Riverside County Subdivision Tax Bond Guide
In Riverside County, California, all subdividers must file a surety bond before recording their final subdivision map.
Bond Overview
- Purpose: To guarantee payment of property taxes for a new subdivision
- Who Needs It: Subdivision developers (subdividers) in Riverside, CA
- Regulating Body: The Riverside County Treasurer
- Required Coverage: $1,000–$500,000
- Premium Rate: 1–10%, credit-based
Learn all about the bond requirements and process in this guide.
What Is a Riverside County Subdivision Tax Bond?
A Riverside County, California subdivision tax bond ensures payment for property taxes and local assessments for new subdivisions.
The Riverside County Treasurer requires this type of license and permit bond before property can be recorded on a parcel map.
How Much Do Subdivision Tax Bonds Cost?
Your bond amount will depend on your subdivision’s estimated future tax bill, plus any current and delinquent taxes.
Riverside County subdivision tax bonds cost a small percentage of the coverage amount, typically 1–10%.
Exact rates vary based on personal credit score. Apply for your free quote now!
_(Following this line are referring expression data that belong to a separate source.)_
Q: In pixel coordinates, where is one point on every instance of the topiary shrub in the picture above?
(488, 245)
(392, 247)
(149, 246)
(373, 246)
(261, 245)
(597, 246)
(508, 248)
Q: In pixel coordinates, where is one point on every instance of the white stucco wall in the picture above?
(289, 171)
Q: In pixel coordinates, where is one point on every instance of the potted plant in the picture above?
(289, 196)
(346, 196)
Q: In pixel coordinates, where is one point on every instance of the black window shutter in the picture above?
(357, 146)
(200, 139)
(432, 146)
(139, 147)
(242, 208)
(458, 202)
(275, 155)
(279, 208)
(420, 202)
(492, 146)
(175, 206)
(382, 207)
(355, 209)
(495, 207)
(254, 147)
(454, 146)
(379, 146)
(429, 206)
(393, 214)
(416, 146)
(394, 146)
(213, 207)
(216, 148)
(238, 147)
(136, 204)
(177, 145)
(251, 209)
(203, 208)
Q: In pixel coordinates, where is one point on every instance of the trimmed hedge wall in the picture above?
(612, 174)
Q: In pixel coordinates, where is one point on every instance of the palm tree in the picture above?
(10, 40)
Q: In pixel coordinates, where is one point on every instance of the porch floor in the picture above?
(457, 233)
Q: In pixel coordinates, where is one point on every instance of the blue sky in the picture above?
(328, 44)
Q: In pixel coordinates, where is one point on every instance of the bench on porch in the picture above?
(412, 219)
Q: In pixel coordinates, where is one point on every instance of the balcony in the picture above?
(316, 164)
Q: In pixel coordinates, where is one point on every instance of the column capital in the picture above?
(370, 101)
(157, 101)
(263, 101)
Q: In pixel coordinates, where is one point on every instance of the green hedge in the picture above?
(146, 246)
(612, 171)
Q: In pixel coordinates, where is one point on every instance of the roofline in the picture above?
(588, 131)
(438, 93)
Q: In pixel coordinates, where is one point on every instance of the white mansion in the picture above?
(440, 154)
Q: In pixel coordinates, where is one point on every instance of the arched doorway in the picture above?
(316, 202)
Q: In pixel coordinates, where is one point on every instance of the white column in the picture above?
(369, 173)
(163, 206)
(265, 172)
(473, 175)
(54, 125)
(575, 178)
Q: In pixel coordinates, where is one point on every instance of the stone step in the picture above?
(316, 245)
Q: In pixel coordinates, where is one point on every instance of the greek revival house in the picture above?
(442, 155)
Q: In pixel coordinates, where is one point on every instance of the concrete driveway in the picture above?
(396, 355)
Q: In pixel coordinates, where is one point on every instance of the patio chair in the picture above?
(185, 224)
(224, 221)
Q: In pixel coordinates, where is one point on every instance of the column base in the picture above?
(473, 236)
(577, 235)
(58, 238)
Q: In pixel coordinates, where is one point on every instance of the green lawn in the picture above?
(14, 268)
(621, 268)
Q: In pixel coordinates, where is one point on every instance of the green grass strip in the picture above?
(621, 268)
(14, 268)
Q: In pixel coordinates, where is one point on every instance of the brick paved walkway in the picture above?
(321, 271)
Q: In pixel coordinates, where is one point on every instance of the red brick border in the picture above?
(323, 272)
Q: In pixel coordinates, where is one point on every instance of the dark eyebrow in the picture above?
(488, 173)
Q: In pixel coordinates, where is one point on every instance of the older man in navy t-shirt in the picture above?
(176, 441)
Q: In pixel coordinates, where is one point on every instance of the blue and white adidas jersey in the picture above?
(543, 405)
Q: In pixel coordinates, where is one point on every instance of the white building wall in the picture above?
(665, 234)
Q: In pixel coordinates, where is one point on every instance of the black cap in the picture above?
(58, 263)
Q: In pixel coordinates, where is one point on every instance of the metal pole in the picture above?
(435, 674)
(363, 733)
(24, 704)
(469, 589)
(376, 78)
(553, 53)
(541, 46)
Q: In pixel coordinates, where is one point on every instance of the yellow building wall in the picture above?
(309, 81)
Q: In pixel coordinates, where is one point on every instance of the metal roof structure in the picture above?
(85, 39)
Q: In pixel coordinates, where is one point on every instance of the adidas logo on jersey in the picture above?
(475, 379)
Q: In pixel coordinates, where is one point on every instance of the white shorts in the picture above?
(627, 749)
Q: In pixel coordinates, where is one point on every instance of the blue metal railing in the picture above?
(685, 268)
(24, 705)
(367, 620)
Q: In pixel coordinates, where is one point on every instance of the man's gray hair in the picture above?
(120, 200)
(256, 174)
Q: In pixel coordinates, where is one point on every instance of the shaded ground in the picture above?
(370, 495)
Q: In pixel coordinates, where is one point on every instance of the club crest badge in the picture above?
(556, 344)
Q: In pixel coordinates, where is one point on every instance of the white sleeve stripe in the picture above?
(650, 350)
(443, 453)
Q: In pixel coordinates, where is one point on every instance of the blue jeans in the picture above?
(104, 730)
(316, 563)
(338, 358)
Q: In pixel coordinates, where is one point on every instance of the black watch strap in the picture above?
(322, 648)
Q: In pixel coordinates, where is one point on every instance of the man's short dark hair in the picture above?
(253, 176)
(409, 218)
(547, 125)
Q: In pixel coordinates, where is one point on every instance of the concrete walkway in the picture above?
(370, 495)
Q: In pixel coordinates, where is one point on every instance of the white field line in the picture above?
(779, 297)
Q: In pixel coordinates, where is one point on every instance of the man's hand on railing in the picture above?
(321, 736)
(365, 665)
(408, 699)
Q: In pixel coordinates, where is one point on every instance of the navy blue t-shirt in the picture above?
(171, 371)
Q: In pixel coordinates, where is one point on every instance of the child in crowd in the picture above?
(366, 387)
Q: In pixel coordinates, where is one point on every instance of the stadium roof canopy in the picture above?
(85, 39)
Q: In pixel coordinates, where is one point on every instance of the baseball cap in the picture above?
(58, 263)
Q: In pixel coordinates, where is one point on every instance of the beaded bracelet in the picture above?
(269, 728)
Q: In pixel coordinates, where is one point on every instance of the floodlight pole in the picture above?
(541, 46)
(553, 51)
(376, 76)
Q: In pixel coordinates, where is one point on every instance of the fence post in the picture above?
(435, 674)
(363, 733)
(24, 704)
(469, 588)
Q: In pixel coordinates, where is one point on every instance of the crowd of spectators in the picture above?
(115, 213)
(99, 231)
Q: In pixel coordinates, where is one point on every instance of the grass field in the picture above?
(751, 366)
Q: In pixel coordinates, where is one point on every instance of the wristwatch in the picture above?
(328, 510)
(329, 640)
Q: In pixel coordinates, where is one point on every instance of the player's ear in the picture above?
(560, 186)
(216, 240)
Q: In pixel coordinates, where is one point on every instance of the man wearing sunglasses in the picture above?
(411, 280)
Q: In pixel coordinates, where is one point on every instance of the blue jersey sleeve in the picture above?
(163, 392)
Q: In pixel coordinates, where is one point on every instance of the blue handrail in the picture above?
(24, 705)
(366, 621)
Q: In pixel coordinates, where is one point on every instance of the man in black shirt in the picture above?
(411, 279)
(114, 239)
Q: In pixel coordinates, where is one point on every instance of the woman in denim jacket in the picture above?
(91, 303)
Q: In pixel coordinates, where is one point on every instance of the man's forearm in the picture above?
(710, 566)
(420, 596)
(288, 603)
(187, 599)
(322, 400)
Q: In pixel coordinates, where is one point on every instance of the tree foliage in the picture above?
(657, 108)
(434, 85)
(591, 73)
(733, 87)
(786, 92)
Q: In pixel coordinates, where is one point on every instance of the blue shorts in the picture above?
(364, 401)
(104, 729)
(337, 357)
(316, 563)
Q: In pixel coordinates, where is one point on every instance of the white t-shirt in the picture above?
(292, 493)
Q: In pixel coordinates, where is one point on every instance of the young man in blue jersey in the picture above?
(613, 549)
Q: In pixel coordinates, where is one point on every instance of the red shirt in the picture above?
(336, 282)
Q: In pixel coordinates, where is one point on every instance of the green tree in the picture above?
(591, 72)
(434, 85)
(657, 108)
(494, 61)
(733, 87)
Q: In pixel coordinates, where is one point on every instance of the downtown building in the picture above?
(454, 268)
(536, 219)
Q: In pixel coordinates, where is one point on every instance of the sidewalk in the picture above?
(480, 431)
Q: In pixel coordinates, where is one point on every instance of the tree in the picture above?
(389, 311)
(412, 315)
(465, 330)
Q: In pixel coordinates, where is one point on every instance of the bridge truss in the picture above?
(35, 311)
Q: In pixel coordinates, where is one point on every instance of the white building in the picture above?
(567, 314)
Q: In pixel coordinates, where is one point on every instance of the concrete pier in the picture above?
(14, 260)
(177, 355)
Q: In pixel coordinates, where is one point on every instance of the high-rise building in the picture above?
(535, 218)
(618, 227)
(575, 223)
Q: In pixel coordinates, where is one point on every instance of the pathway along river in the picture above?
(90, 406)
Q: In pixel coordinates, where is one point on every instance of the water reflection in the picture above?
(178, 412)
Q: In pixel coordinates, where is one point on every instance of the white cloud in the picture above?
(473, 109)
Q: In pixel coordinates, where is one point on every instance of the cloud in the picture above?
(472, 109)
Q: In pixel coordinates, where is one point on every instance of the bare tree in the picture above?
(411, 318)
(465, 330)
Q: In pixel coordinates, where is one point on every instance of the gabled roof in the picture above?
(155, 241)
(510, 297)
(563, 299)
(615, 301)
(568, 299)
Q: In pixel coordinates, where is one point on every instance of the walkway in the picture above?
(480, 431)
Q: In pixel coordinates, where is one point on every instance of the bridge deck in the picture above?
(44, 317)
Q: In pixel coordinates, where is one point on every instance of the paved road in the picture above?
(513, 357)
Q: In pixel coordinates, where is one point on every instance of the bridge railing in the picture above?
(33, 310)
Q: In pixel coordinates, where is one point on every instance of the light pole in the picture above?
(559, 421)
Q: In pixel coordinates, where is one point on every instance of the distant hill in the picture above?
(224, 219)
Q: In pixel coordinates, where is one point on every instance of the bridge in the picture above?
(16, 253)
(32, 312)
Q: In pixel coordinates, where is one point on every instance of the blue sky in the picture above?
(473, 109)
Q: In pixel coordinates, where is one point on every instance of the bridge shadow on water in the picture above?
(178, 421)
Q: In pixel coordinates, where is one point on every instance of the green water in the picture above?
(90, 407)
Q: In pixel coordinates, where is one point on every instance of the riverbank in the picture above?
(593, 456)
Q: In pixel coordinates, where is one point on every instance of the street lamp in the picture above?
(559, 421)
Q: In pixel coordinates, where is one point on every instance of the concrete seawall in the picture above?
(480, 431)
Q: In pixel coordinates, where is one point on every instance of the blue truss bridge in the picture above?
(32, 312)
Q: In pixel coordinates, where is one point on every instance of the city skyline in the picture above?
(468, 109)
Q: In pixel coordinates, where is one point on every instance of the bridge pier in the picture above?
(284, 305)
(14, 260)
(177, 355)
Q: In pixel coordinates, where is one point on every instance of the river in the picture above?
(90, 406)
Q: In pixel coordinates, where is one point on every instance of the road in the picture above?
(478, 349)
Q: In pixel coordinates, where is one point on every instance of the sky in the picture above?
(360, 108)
SuretyBonds.com offers the lowest available rates from our nationwide provider network with no added fees.
How Do I Get My Bond?
SuretyBonds.com provides the fastest and easiest way to get a Riverside County subdivision tax bond. Just follow these quick steps:
- Apply: Submit an online quote request form
- Quote: Receive your quote within one day
- Sign: Complete the indemnity agreement
- Buy: Purchase the bond online 24/7
We’ll mail you the bond via your preferred shipping method. Be sure to file it with the County Treasurer as instructed.
If you have any questions, call our friendly surety experts at 1 (800) 308-4358 for assistance.
How Does a Riverside County Subdivision Tax Bond Work?
A subdivision tax bond creates a legal contract between these three parties:
- Principal: You, the subdivider filing the bond
- Obligee: The Riverside County Treasurer requiring the bond
- Surety: The provider issuing the bond
If you break the bond terms, harmed parties can file claims. The surety will pay valid claims up to the bond amount, but you must ultimately refund the surety.